Teens grin for the camera, take selfies and hug – before going to die as ISIS suicide bombers
The pictures were recovered from a dead jihadi's phone
MOBILE phone pictures discovered on a dead ISIS fighter show grinning kids posing for the camera, taking selfies - and wearing suicide bomb vests.
The sickening images were uncovered by Kurdish fighters who have surrounded Bashiqa, which lies on a crucial supply route 8 miles from Mosul, and released by the Rudaw media network.
In one picture two boys, one aged about 12, the other a few years older, grin for the camera with their arms around each other.
The next shows the older boy proudly donning an explosive vest and pointing upwards, a gesture common among jihadis.
He is also seen embracing another teen in a suicide bomb vest and posing with an AK-47 assault rifle.

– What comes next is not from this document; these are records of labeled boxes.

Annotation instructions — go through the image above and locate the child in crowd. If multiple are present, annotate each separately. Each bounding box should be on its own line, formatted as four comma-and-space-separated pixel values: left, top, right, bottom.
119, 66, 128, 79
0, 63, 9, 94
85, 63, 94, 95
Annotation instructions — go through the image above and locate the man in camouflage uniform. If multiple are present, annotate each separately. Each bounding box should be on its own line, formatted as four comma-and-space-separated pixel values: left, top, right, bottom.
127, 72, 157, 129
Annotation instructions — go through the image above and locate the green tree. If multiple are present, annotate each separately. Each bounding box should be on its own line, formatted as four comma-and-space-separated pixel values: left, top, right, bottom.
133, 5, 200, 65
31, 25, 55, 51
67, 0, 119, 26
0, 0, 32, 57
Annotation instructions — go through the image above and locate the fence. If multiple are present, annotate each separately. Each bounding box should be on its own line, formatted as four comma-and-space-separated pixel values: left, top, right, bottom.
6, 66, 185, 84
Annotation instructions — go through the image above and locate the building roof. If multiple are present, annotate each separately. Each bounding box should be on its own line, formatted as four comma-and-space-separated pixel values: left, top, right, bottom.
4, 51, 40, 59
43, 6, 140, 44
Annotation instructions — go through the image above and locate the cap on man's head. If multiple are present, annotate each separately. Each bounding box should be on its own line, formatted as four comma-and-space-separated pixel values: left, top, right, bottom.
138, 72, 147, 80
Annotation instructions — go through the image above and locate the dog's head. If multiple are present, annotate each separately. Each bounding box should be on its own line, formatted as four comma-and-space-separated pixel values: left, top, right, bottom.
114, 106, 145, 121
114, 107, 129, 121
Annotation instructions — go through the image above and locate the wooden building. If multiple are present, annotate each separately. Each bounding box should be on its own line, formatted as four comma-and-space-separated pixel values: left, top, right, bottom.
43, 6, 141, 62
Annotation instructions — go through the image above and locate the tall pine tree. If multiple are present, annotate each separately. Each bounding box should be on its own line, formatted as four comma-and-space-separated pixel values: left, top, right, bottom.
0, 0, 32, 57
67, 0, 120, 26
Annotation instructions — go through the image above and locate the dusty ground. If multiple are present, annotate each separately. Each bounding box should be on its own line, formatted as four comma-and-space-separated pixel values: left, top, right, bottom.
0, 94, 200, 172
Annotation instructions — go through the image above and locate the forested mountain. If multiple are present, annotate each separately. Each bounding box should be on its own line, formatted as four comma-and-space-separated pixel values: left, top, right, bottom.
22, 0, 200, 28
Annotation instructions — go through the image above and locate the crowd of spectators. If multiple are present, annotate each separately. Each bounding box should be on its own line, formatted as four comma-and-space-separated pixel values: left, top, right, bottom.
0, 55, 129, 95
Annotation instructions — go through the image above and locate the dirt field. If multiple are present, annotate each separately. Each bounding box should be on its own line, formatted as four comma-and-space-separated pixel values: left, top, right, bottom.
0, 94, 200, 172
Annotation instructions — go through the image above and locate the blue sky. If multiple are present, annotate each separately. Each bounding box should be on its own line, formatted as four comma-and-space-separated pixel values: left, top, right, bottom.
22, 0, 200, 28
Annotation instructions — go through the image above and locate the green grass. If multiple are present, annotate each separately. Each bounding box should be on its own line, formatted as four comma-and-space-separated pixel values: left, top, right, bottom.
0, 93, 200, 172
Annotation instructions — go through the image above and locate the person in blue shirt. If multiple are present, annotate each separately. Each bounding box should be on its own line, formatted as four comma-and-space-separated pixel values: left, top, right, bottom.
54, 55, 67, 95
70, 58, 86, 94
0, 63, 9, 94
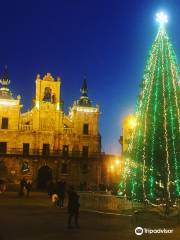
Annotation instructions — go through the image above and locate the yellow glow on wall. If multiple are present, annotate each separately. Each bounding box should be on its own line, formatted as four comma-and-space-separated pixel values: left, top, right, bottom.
77, 107, 98, 112
0, 99, 17, 106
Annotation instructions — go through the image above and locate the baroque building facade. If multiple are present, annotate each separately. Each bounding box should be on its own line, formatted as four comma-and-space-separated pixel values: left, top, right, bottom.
0, 68, 101, 188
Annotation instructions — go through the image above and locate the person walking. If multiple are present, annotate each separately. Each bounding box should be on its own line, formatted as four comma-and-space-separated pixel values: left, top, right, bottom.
68, 186, 80, 229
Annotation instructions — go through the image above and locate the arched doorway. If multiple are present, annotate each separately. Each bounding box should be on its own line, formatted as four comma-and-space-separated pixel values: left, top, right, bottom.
37, 166, 52, 189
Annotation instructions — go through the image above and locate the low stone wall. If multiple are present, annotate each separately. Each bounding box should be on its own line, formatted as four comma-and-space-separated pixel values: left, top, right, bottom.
78, 192, 143, 210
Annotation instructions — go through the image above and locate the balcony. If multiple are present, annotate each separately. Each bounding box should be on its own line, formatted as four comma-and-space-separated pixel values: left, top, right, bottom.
21, 124, 32, 131
0, 148, 101, 159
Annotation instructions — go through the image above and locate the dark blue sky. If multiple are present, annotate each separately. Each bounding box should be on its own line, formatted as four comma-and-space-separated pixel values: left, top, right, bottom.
0, 0, 180, 153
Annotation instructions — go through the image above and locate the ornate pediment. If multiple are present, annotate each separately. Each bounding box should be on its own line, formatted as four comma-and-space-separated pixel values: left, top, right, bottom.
43, 73, 54, 81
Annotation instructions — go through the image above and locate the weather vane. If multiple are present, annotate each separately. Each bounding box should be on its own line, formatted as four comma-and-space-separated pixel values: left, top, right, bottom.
156, 12, 168, 26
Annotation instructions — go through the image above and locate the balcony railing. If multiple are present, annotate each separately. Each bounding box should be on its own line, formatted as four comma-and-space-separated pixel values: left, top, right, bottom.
0, 148, 101, 159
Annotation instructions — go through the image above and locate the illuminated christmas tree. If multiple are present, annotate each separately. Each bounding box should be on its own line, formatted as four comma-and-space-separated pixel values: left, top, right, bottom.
120, 12, 180, 203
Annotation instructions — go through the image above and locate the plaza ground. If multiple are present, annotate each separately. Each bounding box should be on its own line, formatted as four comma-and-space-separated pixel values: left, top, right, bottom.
0, 193, 180, 240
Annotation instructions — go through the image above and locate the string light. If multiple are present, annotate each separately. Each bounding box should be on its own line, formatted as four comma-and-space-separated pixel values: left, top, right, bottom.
120, 13, 180, 203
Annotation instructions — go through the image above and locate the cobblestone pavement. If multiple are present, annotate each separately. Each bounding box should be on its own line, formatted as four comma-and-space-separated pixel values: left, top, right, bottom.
0, 193, 180, 240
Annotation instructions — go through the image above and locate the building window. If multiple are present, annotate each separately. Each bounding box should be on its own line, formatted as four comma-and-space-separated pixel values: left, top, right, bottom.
83, 123, 89, 135
1, 118, 8, 129
62, 145, 69, 158
42, 143, 50, 156
21, 162, 29, 173
23, 143, 29, 156
82, 146, 89, 158
61, 163, 67, 174
0, 142, 7, 154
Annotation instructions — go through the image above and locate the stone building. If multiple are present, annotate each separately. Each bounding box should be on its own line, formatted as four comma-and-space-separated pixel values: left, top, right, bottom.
0, 68, 101, 188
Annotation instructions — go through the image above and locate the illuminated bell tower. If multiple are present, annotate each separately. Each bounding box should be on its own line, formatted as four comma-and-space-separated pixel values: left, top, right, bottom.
33, 73, 62, 131
35, 73, 61, 110
0, 66, 22, 130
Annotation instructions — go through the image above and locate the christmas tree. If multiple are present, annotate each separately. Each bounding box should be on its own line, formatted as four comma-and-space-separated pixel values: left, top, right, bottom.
120, 12, 180, 203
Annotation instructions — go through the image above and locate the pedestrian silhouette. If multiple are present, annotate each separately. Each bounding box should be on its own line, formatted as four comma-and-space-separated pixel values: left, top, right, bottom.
68, 186, 80, 229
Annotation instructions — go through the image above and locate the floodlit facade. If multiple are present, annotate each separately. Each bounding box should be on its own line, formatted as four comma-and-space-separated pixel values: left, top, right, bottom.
0, 69, 101, 187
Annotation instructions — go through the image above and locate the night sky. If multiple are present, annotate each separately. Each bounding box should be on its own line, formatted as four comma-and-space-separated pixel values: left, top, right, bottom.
0, 0, 180, 153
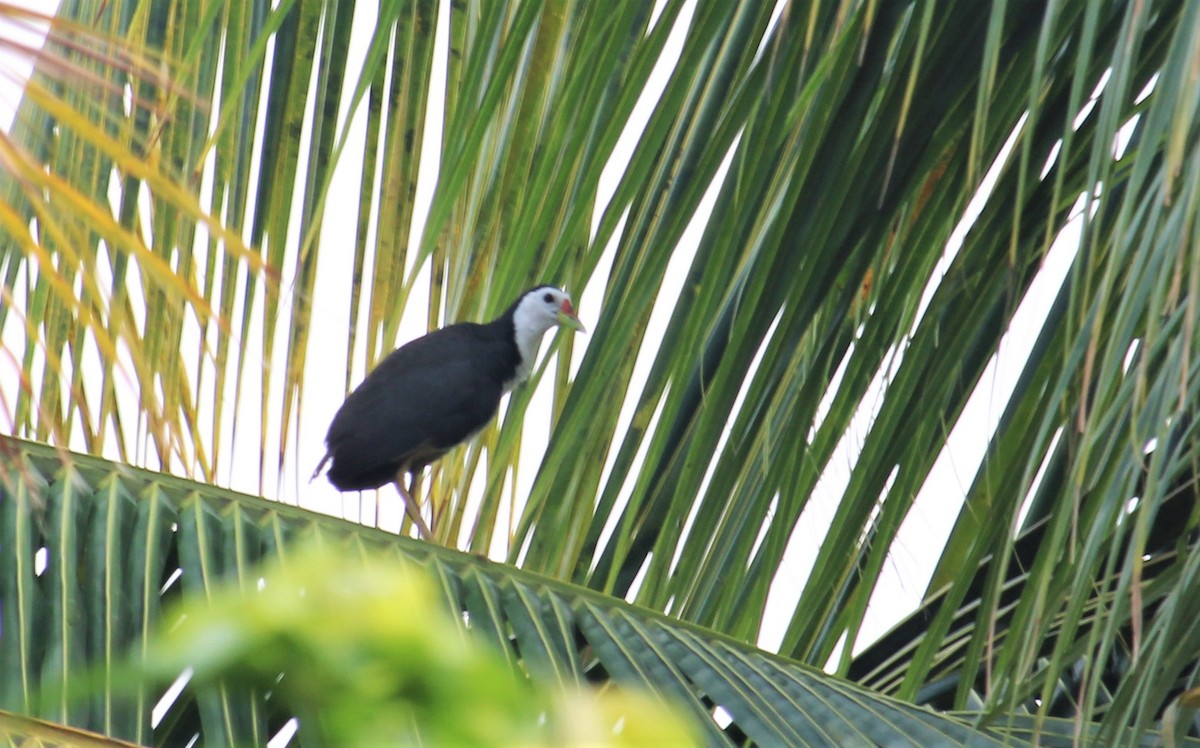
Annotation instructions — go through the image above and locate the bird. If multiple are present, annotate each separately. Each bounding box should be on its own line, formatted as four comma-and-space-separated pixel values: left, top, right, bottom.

Seemingly innocent pictures of a teen preparing chicken for dinner and relaxing on bedding mingle with pictures of older terror thugs in the same room preparing explosive vests and surrounded by military weaponry.
ISIS runs vile training camps for children as young as six - known as the 'Cubs of the Caliphate' - before sending the brain-washed kids out to die for their perverted cause.
US-backed Iraqi and Kurdish forces are making “solid progress” but are now meeting “heavy resistance,” outside Mosul from ISIS, Pentagon spokesman Capt. Jeff Davis told reporters Monday, predicting that “it’s going to get heavier” as allied forces push into the city.
Davis said there were indications ISIS was forcing some of its administrative and support personnel inside Mosul to become fighters. Late last week, U.S. military officials had characterised ISIS resistance as “moderate.”
ISIS has launched attacks in Sinjar in northern Iraq and Rutba out west in order to disrupt the Mosul campaign.
Until now, most of the fighting has been in largely uninhabited towns and villages, but Iraqi special forces found more than 70 civilians sheltering in Tob Zawa. They will certainly encounter many more civilians as they get closer to Mosul, still home to more than 1 million people.